6.6. Answers to Research Questions

The EMU braking mechanism case study provides clear answers to the two research questions posed in Section 6.1:

RQ1 (Method Feasibility): the proposed scenario-driven approach enables systematic construction of the three-layer models while maintaining explicit traceability among them. The Operational Concept Model was directly derived from operational scenarios. The Functional/Logical Model was developed from use-case scenarios, with requirement traceability explicitly captured in the requirement diagram and behavioral continuity maintained through swimlane partitioning. The Physical Specification Model was transformed from the logical model via SysPhS-based mechanisms, with semantic traceability ensured through ontology mapping between global and local ontologies. The successful end-to-end integration in Section 6 confirms that information flows continuously and unambiguously from operational concepts through functional logic to physical specification.

Answer to RQ2 (Method Effectiveness): holistic simulation based on discrete events effectively verifies design solution performance and provides intuitive visual analysis supporting design decisions.
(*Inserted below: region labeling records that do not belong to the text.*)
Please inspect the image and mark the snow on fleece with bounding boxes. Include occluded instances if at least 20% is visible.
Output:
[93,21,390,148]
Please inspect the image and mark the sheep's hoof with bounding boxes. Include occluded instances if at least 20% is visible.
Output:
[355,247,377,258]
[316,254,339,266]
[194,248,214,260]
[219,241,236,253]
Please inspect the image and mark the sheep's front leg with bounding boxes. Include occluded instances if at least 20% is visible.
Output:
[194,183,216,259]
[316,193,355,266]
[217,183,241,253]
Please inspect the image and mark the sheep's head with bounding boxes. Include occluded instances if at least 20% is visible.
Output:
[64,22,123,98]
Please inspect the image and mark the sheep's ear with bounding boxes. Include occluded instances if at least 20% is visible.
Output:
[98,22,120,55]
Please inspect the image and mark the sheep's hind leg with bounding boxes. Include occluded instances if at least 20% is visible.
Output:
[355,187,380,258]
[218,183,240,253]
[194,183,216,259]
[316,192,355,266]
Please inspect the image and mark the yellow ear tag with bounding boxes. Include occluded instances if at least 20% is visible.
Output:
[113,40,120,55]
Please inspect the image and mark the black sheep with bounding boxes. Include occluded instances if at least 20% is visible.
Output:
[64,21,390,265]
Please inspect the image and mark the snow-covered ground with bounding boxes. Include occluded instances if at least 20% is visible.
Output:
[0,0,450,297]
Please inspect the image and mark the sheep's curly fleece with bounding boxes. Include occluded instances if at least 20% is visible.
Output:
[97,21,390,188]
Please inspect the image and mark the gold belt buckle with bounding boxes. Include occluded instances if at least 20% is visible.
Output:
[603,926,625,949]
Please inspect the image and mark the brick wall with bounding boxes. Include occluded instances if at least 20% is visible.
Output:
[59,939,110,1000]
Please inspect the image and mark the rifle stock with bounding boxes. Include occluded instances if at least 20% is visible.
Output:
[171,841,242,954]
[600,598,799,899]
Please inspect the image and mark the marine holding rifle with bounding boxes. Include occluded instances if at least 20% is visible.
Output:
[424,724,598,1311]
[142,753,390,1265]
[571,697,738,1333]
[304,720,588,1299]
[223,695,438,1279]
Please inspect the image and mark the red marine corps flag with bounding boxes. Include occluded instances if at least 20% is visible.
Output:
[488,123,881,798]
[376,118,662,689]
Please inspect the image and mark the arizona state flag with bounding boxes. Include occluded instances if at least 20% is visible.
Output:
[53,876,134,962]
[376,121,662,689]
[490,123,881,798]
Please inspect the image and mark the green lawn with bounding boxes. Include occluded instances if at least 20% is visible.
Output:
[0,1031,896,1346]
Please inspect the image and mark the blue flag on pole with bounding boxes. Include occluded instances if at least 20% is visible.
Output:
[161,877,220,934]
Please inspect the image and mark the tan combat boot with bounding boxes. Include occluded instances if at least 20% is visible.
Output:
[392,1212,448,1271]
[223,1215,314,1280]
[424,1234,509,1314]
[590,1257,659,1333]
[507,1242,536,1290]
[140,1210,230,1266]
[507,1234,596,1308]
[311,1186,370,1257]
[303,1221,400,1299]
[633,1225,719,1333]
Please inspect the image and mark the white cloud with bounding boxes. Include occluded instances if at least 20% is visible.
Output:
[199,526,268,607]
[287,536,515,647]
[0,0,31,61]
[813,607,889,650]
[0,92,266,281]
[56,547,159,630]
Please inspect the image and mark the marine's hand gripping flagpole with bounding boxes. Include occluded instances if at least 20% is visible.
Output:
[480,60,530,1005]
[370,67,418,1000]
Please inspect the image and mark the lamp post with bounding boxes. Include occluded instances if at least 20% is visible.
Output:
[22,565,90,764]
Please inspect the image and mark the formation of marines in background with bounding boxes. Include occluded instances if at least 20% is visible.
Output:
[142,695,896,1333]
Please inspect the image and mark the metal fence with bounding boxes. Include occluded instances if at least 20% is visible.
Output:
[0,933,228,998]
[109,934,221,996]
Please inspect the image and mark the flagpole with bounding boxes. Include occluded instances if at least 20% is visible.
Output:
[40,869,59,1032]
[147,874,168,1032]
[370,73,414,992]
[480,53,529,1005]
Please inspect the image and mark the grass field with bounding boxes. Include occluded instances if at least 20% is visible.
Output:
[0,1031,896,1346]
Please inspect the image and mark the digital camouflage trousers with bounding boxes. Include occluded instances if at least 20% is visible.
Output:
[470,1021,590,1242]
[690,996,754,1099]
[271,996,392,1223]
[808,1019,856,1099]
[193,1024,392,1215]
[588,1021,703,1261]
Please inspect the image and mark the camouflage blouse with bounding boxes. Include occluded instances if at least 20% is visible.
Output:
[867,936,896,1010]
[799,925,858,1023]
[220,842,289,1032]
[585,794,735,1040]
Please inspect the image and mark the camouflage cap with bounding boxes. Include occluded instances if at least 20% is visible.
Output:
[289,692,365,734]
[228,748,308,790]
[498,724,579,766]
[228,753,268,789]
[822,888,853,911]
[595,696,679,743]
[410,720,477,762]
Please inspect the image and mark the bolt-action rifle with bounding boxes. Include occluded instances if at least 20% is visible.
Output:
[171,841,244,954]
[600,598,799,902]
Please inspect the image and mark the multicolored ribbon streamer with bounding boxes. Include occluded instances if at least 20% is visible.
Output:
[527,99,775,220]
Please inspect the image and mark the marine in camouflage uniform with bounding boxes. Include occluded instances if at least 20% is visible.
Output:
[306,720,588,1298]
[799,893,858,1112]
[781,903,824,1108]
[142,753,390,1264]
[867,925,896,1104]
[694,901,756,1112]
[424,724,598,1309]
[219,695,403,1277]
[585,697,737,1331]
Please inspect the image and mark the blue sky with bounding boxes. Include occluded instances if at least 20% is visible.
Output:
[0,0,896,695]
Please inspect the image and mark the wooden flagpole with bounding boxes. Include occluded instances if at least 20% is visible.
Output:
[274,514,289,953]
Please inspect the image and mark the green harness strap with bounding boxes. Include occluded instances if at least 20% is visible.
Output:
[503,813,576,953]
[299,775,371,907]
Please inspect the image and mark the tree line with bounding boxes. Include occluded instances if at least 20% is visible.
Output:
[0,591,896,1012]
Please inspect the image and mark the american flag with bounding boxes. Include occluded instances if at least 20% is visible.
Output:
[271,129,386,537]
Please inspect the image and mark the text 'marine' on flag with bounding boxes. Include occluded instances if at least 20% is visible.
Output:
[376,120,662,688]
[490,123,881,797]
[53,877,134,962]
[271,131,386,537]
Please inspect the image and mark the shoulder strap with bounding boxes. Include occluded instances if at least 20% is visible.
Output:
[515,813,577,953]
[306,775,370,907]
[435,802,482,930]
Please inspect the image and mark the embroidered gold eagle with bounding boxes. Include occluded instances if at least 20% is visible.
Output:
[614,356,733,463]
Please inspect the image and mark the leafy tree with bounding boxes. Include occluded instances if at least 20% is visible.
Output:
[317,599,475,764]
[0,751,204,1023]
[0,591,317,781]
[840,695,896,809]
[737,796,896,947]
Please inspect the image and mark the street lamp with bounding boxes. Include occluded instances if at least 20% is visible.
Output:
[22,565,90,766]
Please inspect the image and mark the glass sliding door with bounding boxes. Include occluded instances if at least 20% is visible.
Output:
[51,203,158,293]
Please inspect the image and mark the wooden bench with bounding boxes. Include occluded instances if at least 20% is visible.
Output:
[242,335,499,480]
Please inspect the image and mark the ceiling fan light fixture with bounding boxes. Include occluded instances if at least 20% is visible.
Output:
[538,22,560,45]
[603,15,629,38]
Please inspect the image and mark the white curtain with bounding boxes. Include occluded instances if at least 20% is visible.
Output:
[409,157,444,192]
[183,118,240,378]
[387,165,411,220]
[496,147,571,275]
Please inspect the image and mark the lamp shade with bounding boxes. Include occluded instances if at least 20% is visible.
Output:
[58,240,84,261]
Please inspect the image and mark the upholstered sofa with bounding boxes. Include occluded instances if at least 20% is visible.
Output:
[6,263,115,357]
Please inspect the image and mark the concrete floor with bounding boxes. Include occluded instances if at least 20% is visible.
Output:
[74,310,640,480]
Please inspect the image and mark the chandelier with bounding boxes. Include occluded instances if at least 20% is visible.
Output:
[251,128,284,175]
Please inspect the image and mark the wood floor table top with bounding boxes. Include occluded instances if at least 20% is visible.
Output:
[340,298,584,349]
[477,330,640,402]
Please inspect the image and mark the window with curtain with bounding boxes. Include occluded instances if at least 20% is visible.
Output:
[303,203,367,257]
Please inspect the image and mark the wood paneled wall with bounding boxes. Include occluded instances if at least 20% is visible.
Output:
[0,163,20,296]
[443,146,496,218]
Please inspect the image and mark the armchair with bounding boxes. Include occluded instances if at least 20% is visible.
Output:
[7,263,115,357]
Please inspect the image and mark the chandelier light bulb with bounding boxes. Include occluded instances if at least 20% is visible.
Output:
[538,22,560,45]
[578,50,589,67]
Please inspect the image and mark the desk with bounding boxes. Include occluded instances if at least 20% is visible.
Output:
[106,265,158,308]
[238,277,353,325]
The DEVS-based simulation successfully integrated all three model types, verifying functional correctness through end-to-end execution of the emergency braking scenario. Furthermore, the efficiency comparative analysis quantitatively demonstrates the practical value of the proposed method. The controlled experiment showed that the ontology-integrated framework reduced total simulation preparation time from 15.8 person hours to 2.2 person hours—a 7.2-fold improvement. The most dramatic gains occurred in fully automated activities: interface alignment (20.7× reduction), data format conversion (22.5× reduction), and debugging (9.5× reduction). Additionally, first-time success rate increased from 33% to 100%, confirming that the method not only saves time but also significantly improves reliability by preventing integration errors through automated semantic consistency checking. These quantitative results validate that the proposed method delivers substantial efficiency gains while maintaining or improving quality.

In conclusion, the case study validates both the feasibility and effectiveness of the proposed scenario-based, full-process visual modeling and simulation method for complex product development.

7. Conclusions

This paper addresses key challenges in the development of complex products—namely, multidisciplinary coupling, cross-hierarchical integration, and full lifecycle verification—by proposing a scenario-based, full-process visual modeling and simulation method. The primary contributions are threefold: (1) A three-dimensional modeling framework encompassing system hierarchy, lifecycle phases, and model types was established, enabling visual modeling across the entire lifecycle of complex products. (2) An ontology-based multi-paradigm model integration method was proposed, effectively resolving the semantic heterogeneity issues among Operational Concept Models, Functional/Logical Models, and Physical Specification Models. (3) A discrete event-based holistic simulation technology was developed, supporting the co-simulation and verification of multi-paradigm models.

Nevertheless, this study has certain limitations. The current method requires further enhancement regarding the depth and breadth of multidisciplinary coupling. Future research will focus on exploring the application of artificial intelligence technologies in automated model generation and optimization, thereby improving modeling efficiency.

Additionally, while this study focuses on early-stage verification, the integrated visual models developed through our approach have potential applications as digital twins during the operational phase. Future research will explore real-time synchronization mechanisms, predictive analytics integration, and closed-loop control capabilities to extend the framework’s utility across the entire product lifecycle.

In summary, the method proposed in this paper provides a systematic technical solution for the full-process development of complex products. It demonstrates significant advantages in enhancing development efficiency, reducing development risks, and ensuring system quality, holding substantial theoretical significance and engineering application value.